Hello all
I thought I'd give you an update. You may remember that I was perplexed by the fact that my FX8350 would not wake from sleep, requiring a complex ritual every time (hard off, CMOS clear etc). I thought it was approaching end of life and decided to upgrade to a Ryzen 1700X before the appearance of the magic smoke. I got the 1700X, an Asus Crosshair VI, cheap Corsair DDR4 2x16GB 3000CL15 which is dual-rank and runs at 2667MHz and a nice Fractal R5 case.
Unfortunately, I got the exact same problem with the Ryzen system. It wasn't a software issue because the problem existed on both Linux and Windows. Given the fact that I only kept specific pieces from the previous system (PSU, HD, SSD, GPU), I thought that it had to come from these pieces. To make a long story short, after a series of tests, I finally discovered that the PSU was the culprit: even though the sense voltage was correct at 3.3V, it somehow failed to detect the change (or some protection mechanism stopped it from turning on) when it should have. I inspected the PSU capacitors visually and couldn't find an obvious cause but the problem went away when I bought a new Seasonic Prime 750 Titanium, a product that delivers, according to Anandtech, a near mythical performance (
http://www.anandtech.com/show/11252/the ... ply-review ).
The old PSU was also a Seasonic unit, a 7-year old X-750 Gold. I expected it to last a little more, but since the guarantee was for 5 years, I suppose I got my money's worth out of it.
What struck me immediately with the Ryzen system was (a) this was the least painful system upgrade I've ever done,(b) sound quality was noticeably better (the Crosshair VI has some nice audio circuitry) and (c) it is really cool and quiet.
The Ryzen system is noticeably faster in almost anything multithreaded, especially for code that runs using the AMD math libraries (multithreaded) and compilation. Games are probably slightly faster than with the FX8350, but I couldn't say. It already was plenty fast for me so I didn't notice a big difference (I'm currently playing Witcher 3). Win 10 startup is probably a bit faster, maybe because the SATA is also better (SSD speeds have improved under Samsung Magician).
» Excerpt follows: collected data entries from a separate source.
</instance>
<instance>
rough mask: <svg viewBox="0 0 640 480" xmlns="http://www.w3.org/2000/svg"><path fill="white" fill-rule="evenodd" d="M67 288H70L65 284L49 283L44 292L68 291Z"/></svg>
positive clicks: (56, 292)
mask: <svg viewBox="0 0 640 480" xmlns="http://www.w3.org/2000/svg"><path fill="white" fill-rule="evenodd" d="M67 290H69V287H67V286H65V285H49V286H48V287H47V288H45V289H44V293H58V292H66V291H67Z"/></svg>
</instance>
I will post a series of bioinformatics benchmarks at some point but I'm still optimizing some parameters for the new architecture (number of threads, recompiling the tools--btw Ryzen lacks some of the FX8350 instructions and code that was specifically compiled for the 8350 does not run, it has to be recompiled with different flags).
Anyway, if your system fails to wake up from sleep, you should consider testing with another PSU.